Screen: FX

Watching/Ranking The Detectives

For Careers Week, we've ranked the cops of The Bridge according to their professionalism, which is bad news for Swan Ronson!

On The Bridge, the ongoing, sometimes uneasy co-operation between El Paso detective Sonya Cross (Diane Kruger) and Juarez detective Marco Ruiz (Demián Bichir) as they work together on the ever-expanding investigation of that body (a.k.a. those bodies) on the bridge between their jurisdictions has given us a close-up look at the differences between their departments. On the American side, for instance, the officers have learned to be tolerant of the upright-to-a-fault Sonya and her Aspie quirks. And on the Mexican side, some officers have learned to be tolerant of the local cartel bosses, while others have gotten really good at camouflaging their actually good police work.

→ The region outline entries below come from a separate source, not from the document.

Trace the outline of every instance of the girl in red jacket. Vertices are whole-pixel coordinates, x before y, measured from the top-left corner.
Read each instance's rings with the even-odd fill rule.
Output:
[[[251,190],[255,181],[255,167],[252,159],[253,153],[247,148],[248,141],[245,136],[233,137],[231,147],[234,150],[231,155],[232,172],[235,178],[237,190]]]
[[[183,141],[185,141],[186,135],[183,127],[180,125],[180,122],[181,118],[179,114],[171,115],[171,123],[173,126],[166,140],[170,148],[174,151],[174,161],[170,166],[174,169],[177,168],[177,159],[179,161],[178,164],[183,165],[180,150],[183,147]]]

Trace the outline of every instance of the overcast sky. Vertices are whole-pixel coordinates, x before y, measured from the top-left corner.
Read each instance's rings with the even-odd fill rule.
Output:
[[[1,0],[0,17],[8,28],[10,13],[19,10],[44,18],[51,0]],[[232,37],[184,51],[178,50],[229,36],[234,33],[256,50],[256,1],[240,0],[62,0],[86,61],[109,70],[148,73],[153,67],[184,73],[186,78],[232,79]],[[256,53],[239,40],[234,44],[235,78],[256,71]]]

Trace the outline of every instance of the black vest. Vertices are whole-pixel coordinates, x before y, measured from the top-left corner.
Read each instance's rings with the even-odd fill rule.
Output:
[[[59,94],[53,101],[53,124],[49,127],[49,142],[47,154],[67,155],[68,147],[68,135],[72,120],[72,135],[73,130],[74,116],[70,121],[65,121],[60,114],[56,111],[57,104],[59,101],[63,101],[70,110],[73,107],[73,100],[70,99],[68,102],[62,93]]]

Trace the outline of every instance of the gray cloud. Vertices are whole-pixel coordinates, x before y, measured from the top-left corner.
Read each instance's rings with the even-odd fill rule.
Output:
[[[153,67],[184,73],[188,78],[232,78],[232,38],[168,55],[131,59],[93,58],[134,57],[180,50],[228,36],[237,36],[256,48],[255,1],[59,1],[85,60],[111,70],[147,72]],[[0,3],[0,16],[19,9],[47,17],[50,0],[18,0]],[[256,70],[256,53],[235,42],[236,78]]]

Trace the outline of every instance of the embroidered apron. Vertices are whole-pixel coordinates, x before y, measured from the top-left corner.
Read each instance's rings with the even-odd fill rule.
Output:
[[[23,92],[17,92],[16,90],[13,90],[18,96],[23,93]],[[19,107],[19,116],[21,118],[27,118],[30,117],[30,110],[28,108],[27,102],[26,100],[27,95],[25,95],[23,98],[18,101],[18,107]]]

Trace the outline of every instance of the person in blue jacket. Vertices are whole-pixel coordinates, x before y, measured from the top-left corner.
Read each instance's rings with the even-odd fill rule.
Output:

The latest episode broke the case wide open by revealing, at last, the identity of the real killer who's perpetrated this whole incredibly complicated plot just to get a little simple revenge. Cops on both sides of the border were tested by this latest twist, and so in honour of Careers Week, it seemed appropriate to rank them according to their professionalism, or lack thereof. So here they are, from first to worst.

The Bridge

As someone who always hated doing group assignments in school because everyone else would just fuck around and I'd try to do everything myself for the sake of my own grade, I was really feeling Sonya this week as she basically solved the whole case herself. She was the only one who didn't believe that Childress (Chris Browning) was the prime mover of this whole plot, the only one to turn up the David Tate connection, the first to suggest that maybe the body with its face blown off hadn't belonged to him, and the only one to be bothered about the Santi Jr. (Adrian Gonzalez) crime scene getting all puked up. I'd say she deserves a week off if I thought there were even a tiny chance that she'd take it.

The Bridge

Wade (Ted Levine) didn't have a ton to do in this episode other than back up Sonya and bust Robles (Juan Carlos Cantu) for shit-talking him in Spanish, both of which he executed with his usual quiet yet undeniable authority. Robles gets pissed when Marco refers to Wade as "my boss," but...come on. The man does everything like a boss. His boss-ness is undeniable.

The Bridge

I wasn't wild about the way Delgado (Ellie Araiza) called Marco "pussy cat" when he showed up at the station in Juarez, but he kind of is one, so I'll let it go. She also gets a high rank for acknowledging that the Juarez police force does not typically go hard in its investigations of suicides because of the thousands of murders they have to deal with every year, and also for being the first cop on either side of the border to agree with Sonya that it's possible David Tate faked his death. Good show, Delgado. Also: your hair is pretty.

The Bridge

Having an affair with a colleague's wife really isn't cool, and I'm not going to sit here and act like it is. But Marco still managed to stay out of the bottom third of this list by carrying on said affair in his spare time. Worse by far is barfing all over a gruesome crime scene as the realization of what's actually been going on this whole time washes over him, and not immediately sharing what he knows. Also, having known and worked with David Tate and not suspected before starting the affair that Tate might be capable of a reprisal this baroque and grisly suggests that Marco may not be as great an investigative mind as he thinks.

The Bridge

Apparently the guy I've been calling Detective Swan Ronson has a name, and it's Cooper (Johnny Dowers). I'm glad I learned it just in time for him to call Sonya "the village idiot savant" in the middle of the squad room in front of all her colleagues. Not at all professional! Now everyone's just going to remember that and not the body you found.

The Bridge

This fucking guy. I guess I have to give Robles for knowing what a good murder investigation generally entails so that he could put one together as soon as a rich Juarez resident was horribly murdered. But he's just so venal that I feel like the character has nowhere to go. The only thing the show could do with him to surprise us would be to reveal that, despite the stench of corruption oozing out of his every pore, he's actually a good cop pretending to be a bad one? ...BRB, re-watching all of Alias.